Hugo

«On associe à tort l’homosexualité à la frivolité»

par Emmanuel Coissy

3 JUILLET 2019

Société

À l'occasion de la Pride romande qui se déroule cette semaine à Genève, Friday publie une série de portraits. Aujourd'hui, on te présente Hugo, qui a 20 ans. Il est homo et vit dans le canton de Neuchâtel.

Sur son compte Instagram, il cite Harvey Milk, militant pour les droits des homosexuels. À l’instar de l’activiste américain, Hugo «pense qu’il est nécessaire de briser les clichés et qu’il vaut mieux le faire par les mots que par les coups». Il a 20 ans, vit à La Chaux-de-Fonds et étudie l’histoire et l’histoire de l’art à l’Université de Neuchâtel.

Quels sont les clichés auxquels tu es le plus souvent confronté?

Beaucoup de gens assimilent l’homosexualité masculine au manque de virilité, à la faiblesse ou au manque de confiance en soi. C’est blessant.

Comment vis-tu en tant que jeune homo à La Chaux-de-Fonds?

C’est une ville, ou plutôt un grand village, où il n’y a pas grand-chose pour les jeunes. Ce n’est pas facile d’y être accepté en tant que gay. Je sors davantage à Neuchâtel où il y a plus de lieux intéressants, sans doute parce que c’est une ville estudiantine.

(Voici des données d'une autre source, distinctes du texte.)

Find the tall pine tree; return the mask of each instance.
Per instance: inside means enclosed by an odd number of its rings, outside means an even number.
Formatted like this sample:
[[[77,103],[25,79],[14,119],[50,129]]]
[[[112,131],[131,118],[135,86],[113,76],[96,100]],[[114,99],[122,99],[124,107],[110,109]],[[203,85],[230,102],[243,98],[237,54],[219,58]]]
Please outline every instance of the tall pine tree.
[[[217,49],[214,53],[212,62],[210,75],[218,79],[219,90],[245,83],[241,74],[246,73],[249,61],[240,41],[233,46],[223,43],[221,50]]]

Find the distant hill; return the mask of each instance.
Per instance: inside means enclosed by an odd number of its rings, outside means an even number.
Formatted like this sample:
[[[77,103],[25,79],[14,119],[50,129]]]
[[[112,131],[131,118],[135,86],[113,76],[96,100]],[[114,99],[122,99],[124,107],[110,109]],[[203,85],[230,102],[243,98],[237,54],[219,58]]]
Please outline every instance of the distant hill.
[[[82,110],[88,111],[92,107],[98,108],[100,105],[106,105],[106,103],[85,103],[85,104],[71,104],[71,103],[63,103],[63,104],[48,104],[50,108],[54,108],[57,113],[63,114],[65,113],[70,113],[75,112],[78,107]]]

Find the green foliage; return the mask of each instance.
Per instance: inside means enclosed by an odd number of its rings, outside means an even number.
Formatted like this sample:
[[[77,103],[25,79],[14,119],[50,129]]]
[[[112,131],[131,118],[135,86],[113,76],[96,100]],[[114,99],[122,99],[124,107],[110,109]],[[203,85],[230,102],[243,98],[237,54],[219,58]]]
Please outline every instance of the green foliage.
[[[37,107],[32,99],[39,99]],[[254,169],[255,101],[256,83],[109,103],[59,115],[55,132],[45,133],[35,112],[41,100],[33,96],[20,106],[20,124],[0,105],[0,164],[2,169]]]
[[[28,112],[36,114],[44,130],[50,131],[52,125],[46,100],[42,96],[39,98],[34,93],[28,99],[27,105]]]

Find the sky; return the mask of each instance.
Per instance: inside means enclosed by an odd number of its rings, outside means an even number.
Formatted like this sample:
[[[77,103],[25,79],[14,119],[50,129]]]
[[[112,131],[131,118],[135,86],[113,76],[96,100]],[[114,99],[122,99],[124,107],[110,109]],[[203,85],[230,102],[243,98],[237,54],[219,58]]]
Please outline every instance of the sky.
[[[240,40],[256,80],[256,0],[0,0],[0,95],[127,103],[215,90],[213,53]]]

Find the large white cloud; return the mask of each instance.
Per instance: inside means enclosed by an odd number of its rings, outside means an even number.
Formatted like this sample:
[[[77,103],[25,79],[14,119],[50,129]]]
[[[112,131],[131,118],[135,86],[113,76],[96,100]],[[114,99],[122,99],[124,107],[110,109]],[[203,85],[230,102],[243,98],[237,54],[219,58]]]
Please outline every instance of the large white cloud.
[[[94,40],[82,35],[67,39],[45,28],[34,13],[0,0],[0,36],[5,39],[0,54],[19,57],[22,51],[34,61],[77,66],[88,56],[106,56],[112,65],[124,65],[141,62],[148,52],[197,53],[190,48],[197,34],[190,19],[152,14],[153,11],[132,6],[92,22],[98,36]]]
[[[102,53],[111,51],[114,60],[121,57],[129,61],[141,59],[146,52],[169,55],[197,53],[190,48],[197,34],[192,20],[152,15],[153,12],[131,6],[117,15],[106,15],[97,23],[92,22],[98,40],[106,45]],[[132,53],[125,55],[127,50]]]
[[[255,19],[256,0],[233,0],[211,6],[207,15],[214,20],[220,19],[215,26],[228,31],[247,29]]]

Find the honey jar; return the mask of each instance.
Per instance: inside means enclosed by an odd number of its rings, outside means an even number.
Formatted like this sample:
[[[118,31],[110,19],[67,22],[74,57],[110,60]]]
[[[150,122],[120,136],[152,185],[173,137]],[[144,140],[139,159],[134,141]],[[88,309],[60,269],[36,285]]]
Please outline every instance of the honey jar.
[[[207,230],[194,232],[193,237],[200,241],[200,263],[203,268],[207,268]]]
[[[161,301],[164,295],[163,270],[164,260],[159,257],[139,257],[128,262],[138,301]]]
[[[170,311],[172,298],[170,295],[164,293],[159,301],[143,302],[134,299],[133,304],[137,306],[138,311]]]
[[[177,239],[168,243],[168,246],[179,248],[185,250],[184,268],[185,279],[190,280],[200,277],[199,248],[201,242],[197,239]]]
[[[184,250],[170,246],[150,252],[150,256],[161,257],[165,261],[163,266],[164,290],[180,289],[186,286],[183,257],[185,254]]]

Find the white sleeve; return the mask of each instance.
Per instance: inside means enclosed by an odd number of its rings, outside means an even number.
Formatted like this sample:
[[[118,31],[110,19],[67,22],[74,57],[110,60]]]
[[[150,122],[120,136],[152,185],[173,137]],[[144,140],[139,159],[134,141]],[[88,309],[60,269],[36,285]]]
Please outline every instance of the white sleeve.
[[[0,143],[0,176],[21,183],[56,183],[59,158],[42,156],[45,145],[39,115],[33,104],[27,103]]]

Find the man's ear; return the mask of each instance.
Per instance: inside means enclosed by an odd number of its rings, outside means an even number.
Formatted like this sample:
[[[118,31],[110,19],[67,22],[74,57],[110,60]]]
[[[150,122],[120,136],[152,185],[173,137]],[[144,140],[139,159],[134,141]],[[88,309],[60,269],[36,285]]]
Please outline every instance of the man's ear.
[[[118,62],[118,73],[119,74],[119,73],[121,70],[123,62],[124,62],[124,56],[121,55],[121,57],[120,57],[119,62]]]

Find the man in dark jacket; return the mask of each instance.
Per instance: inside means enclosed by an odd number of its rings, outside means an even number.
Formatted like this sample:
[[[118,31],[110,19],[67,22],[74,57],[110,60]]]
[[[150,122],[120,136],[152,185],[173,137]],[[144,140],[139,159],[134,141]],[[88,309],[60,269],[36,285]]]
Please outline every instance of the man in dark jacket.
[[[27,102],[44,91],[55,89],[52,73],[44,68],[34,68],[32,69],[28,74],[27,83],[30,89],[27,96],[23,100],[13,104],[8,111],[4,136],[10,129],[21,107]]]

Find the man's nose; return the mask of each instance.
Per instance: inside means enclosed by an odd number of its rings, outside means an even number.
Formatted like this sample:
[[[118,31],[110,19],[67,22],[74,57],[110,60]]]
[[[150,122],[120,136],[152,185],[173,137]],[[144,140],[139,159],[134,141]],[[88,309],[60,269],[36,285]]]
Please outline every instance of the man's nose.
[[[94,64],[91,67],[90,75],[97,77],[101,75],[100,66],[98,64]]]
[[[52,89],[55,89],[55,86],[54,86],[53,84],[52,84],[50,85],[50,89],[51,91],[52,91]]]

As-tu été victime d’homophobie?

Oui, d'agressions verbales. Un jour, j’étais à Montreux avec mon ex. Une famille nous a croisés. Le père a dit à ses enfants de détourner le regard. Ensuite, il nous a menacés d’appeler la police. Après coup, ça peut sembler absurde et risible. Sur le moment, c’était choquant.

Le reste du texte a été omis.